The Cape high court has established new law for the circumstances in which members and officers of a close corporation can be held personally liable for the corporation's debts.
Adam Harris, an insolvency law specialist attorney with law firm Bowman Gilfillan, said that generally, close corporations could be set up to ensure that members were not liable for its debts. "But this judgment is significant in that the court has confirmed that the corporate veil may be pierced where there are special circumstances, such as fraud. Members of a close corporation should not think of themselves as invulnerable to attack from creditors."
Brian Aronoff, a senior associate in litigation at law firm Mallinicks, who was the instructing attorney, said in Dialogue, the firm's quarterly publication, that his client, Airport Cold Storage, had sold and delivered imported meat products and frozen vegetables to Global Foods on credit.

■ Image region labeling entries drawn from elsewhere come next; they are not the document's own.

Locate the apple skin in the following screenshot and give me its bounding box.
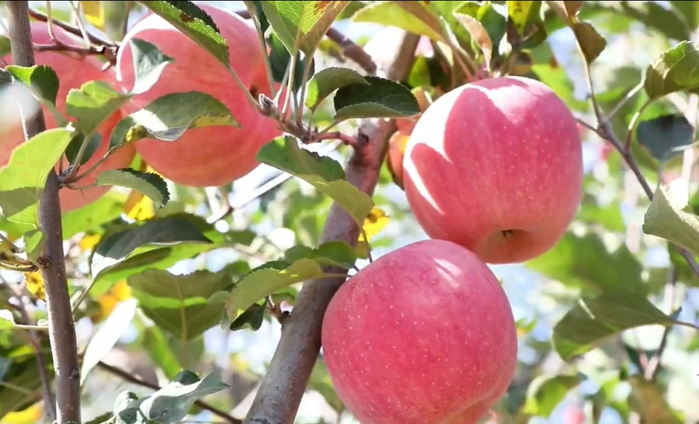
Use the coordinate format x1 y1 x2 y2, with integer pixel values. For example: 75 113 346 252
403 77 583 264
117 4 281 187
0 22 136 212
322 240 517 424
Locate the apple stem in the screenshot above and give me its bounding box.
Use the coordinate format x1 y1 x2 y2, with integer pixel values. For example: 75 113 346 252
243 33 419 424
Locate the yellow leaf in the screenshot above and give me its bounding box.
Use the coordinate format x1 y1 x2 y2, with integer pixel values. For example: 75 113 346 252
110 280 131 302
24 271 46 301
0 402 44 424
78 234 102 250
80 1 105 31
359 206 390 243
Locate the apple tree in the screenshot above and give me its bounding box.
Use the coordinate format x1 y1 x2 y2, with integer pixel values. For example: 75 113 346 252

The close corporation failed to pay for the goods and Airport Cold Storage successfully applied for its winding up for failing to pay a debt of R278 377. But it received no dividends because Global Foods had no assets.
Aronoff said that in the light of evidence obtained at an insolvency inquiry, Airport Cold Storage had instituted high court action to hold the close corporation member, Nizaar Ebrahim, and his father, manager Abbas Ebrahim, personally liable for the debt.
The company claimed that father and son had contravened the Close Corporation Act because they had carried on the business for reckless and fraudulent purposes or with the intention to defraud creditors.